PHP Dawg by Fabricio Rosa Marques

PHP SSRF Techniques

How to bypass filter_var(), preg_match() and parse_url()

theMiddle
7 min readMar 1, 2018

--

A few days ago I’ve read two awesome papers: the first one, published on blackhat.com, “A New Era of SSRF ” that talks about SSRF on different programming languages, and the second one is a beautiful paper by Positive Technology named “PHP Wrapper” on how to use PHP wrapper in order to bypass filters and input sanitization in many different ways (you can find both linked below).

In this article, I want to go deep on a few SSRF techniques that you can use against a PHP script that use filters like filter_var() or preg_match() and get HTTP contents using curl or file or file_get_contents().
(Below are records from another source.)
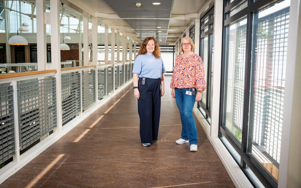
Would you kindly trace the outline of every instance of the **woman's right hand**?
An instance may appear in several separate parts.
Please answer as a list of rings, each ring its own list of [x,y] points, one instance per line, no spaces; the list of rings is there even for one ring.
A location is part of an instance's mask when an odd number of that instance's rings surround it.
[[[174,99],[175,98],[175,88],[173,88],[171,91],[171,96]]]
[[[138,100],[139,100],[139,98],[140,98],[140,93],[139,92],[139,90],[137,88],[134,89],[134,96],[136,99]]]

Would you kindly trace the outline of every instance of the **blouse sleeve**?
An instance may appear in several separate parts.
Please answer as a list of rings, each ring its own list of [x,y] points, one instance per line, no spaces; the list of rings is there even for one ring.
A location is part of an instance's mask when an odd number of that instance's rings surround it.
[[[205,81],[204,64],[200,57],[197,60],[195,66],[195,87],[197,89],[205,91],[207,87]]]
[[[177,63],[178,63],[177,61],[178,59],[178,57],[177,57],[177,58],[175,58],[175,65],[177,64]],[[171,88],[175,88],[175,74],[174,73],[175,72],[174,72],[173,73],[172,73],[172,76],[171,77],[171,81],[170,82],[170,87]]]

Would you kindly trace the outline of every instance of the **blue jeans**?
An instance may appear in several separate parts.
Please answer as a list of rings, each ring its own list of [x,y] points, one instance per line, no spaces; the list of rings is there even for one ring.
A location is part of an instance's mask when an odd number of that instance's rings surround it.
[[[189,140],[189,145],[197,144],[197,133],[192,109],[195,102],[195,96],[186,94],[189,88],[175,88],[175,101],[180,111],[182,122],[181,138]],[[191,91],[191,89],[190,90]]]

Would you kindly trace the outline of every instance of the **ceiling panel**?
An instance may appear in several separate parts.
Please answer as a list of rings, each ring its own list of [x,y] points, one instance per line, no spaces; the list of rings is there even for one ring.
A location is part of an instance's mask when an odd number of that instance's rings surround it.
[[[169,9],[171,10],[173,0],[104,0],[113,9]],[[156,5],[153,3],[161,3]],[[140,3],[141,6],[137,7],[137,3]]]

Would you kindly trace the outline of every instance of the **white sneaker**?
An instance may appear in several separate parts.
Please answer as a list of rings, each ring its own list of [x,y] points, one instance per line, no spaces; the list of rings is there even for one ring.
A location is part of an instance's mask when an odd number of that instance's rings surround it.
[[[197,144],[191,144],[190,145],[190,151],[197,151]]]
[[[189,140],[184,140],[182,138],[180,138],[175,141],[175,143],[178,144],[182,144],[184,143],[188,143],[188,142],[189,142]]]

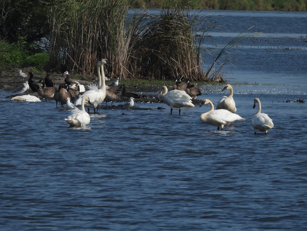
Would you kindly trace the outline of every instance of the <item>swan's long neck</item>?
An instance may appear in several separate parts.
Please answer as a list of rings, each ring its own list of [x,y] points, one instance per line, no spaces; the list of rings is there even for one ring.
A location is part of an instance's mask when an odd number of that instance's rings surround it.
[[[100,74],[100,65],[98,63],[96,66],[97,70],[97,75],[98,77],[98,88],[100,88],[101,86],[101,76]]]
[[[260,113],[261,112],[261,103],[259,99],[257,100],[257,102],[258,103],[258,110],[257,111],[257,113]]]
[[[232,87],[230,86],[229,87],[229,95],[228,96],[228,98],[230,99],[232,98],[233,96],[233,90],[232,89]]]
[[[207,112],[205,112],[204,113],[203,113],[201,115],[200,115],[200,118],[201,120],[204,120],[205,119],[206,117],[208,115],[208,114],[209,113],[211,113],[211,112],[213,112],[214,110],[214,106],[213,105],[213,104],[212,102],[210,101],[209,102],[209,104],[210,104],[210,106],[211,106],[211,109],[210,110],[208,111],[207,111]]]
[[[85,97],[82,97],[82,102],[81,102],[81,110],[84,112],[85,111],[85,109],[84,108],[84,103],[85,102],[86,98]]]
[[[102,90],[105,92],[107,90],[107,87],[106,86],[106,81],[104,76],[104,69],[103,68],[104,65],[102,62],[101,63],[100,68],[101,69],[101,77],[100,78],[101,79],[101,86],[99,89]]]

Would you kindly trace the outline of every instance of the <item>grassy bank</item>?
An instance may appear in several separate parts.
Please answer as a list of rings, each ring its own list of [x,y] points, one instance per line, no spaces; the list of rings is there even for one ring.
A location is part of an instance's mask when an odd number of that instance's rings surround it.
[[[305,11],[307,6],[307,0],[137,0],[133,7],[161,9],[173,7],[178,2],[188,3],[190,9],[200,10]]]

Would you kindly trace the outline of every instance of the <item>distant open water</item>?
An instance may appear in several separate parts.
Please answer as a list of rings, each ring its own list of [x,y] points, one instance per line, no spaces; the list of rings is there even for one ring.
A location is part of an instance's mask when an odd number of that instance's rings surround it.
[[[13,102],[0,90],[0,229],[305,230],[307,106],[283,101],[306,99],[306,66],[268,70],[286,66],[285,54],[258,71],[241,58],[228,82],[247,120],[223,131],[199,120],[208,105],[179,116],[139,103],[153,110],[100,109],[87,127],[70,128],[54,101]],[[229,94],[198,86],[198,99]],[[274,123],[266,135],[251,125],[255,97]]]

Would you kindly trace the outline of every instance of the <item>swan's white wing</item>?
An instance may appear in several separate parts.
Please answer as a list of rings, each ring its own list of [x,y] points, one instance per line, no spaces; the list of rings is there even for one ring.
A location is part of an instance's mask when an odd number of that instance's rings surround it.
[[[209,113],[207,117],[212,118],[216,121],[223,121],[223,123],[233,123],[235,121],[244,121],[245,119],[239,115],[231,112],[225,109],[218,109]]]
[[[265,126],[270,129],[273,127],[274,124],[272,119],[264,113],[256,113],[253,115],[251,121],[252,125],[254,127]]]

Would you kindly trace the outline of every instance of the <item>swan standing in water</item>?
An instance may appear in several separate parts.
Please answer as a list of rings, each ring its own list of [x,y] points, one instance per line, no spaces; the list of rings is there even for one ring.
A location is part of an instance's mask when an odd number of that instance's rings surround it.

a typical SSRF attack to a claw machine

According to OWASP:

In a Server-Side Request Forgery (SSRF) attack, the attacker can abuse functionality on the server to read or update internal resources. The attacker can supply or a modify a URL which the code running on the server will read or submit data to, and by carefully selecting the URLs, the attacker may be able to read server configuration such as AWS metadata, connect to internal services like http enabled databases or perform post requests towards internal services which are not intended to be exposed.

PHP vulnerable code

All my tests are done using PHP 7.0.25 (maybe when you’ll read this post it’ll be outdated, but all described techniques should work anyway):

PHP version used

Following, the PHP script that I’ll use for tests:

<?php   echo "Argument: ".$argv[1]."\n";   // check if argument is a valid URL
if(filter_var($argv[1], FILTER_VALIDATE_URL)) {
// parse URL
$r = parse_url($argv[1]);
print_r($r);
// check if host ends with google.com
if(preg_match('/google\.com$/', $r['host'])) {
// get page from URL
exec('curl -v -s "'.$r['host'].'"', $a);
print_r($a);
} else {
echo "Error: Host not allowed";
}
} else {
echo "Error: Invalid URL";
}
?>

As you can see, the script gets an URL from the first argument (it could be $_GET or $_POST in a web application) then it checks the URL with the filter_var() function in order to validate the URL format. If it’s ok, it parses the URL with parse_url() and it checks if the request hostname ends with google.com with a regular expression using preg_match().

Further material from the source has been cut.